In most file systems today, data is broken up for storage on the hard drive and must first be recombined before it can be processed, said Scott Studham, manager of computer operations with the PNNL's Molecular Science Computing Facility.
Because of the structure of Lustre, however, this recombination step is not necessary. PNNL researchers are developing software that takes advantage of this fact to harness the processors on storage arrays so that they can perform calculations whenever they are otherwise unoccupied, a process Studham calls "active storage."
"Lustre is the first real production-scale, object-based file system, so we'll be able to go ahead and do the processing inside the file system," he said.
The researchers will use this software to help speed up proteomic research being done at PNNL, by off-loading certain calculations, called Fourier Transforms, to the file system, Studham said.
Active storage could eventually be useful in any area that involves data mining, including the chemical industry, law enforcement, marketing databases, and the insurance industry, said Phil Schwan, chief executive officer of the company that develops Lustre, Cluster File Systems.
Existing data mining applications will need some modification in order to take advantage of active storage, said Schwan, although he does not anticipate that this will be extremely hard to do. "I don't think there's a lot of very special application programming that needs to be done here," he said.
A larger challenge is the fact that Lustre itself is not widely used outside of the high performance computing space.

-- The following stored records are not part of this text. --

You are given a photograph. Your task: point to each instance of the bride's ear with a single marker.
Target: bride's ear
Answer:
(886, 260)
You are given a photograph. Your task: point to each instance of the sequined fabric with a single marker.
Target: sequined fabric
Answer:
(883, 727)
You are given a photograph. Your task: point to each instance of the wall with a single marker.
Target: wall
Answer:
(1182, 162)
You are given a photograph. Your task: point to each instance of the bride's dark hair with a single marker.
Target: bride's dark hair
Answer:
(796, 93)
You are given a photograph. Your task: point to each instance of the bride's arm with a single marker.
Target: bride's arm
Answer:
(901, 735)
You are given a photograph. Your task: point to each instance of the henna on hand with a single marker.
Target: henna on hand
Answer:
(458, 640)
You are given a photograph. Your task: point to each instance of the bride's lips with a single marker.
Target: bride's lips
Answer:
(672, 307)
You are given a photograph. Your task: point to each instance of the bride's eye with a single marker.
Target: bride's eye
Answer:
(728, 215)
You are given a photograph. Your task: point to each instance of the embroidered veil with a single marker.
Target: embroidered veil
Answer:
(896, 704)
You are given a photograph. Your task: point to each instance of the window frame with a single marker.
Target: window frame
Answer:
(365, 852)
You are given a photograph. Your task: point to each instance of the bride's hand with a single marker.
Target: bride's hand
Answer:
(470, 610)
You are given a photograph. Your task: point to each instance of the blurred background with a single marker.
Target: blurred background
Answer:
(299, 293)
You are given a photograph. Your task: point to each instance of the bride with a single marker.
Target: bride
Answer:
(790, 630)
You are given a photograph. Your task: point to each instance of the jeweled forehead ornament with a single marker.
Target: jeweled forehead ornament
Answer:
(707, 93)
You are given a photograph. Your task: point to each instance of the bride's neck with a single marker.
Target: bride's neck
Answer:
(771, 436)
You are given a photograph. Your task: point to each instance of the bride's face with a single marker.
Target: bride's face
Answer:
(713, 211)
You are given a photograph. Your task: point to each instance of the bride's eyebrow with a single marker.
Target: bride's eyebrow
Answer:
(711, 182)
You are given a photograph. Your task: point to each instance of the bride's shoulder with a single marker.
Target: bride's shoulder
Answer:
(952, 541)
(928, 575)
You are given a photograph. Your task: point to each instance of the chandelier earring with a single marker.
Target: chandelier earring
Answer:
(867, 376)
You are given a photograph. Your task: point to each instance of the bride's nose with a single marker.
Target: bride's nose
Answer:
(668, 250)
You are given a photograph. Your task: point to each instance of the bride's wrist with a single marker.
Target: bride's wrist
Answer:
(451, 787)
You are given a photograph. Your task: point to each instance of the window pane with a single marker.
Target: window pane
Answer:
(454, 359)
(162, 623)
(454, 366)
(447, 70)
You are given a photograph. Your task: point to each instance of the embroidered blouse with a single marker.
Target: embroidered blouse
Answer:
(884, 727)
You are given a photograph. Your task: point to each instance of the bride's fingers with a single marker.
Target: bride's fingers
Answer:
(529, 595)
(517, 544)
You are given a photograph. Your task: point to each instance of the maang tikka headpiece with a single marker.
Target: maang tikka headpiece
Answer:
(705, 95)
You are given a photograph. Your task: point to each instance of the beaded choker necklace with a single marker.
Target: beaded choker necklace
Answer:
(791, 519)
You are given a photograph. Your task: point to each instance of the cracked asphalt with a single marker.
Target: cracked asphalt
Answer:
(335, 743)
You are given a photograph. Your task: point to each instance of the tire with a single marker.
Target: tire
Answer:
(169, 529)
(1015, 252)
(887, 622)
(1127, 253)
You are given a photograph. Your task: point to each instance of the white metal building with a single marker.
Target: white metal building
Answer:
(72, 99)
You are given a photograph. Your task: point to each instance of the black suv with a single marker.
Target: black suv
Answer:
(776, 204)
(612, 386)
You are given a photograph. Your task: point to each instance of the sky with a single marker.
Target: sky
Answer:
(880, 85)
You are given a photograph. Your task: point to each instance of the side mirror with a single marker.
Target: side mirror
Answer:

Schwan says his company is working to develop a broader set of Lustre users.
Studham declined to say how much money SGI is contributing toward the active storage project, but it will be enough to fund at least two full-time software developers, he said.
As part of its collaboration with SGI, PNNL recently signed a US$4.9 million contract with the computer vendor to build a 1.3 petabyte Lustre file system at the lab, with an additional 1.3 petabytes of tape storage, he said.
SGI executives weren't immediately available to comment.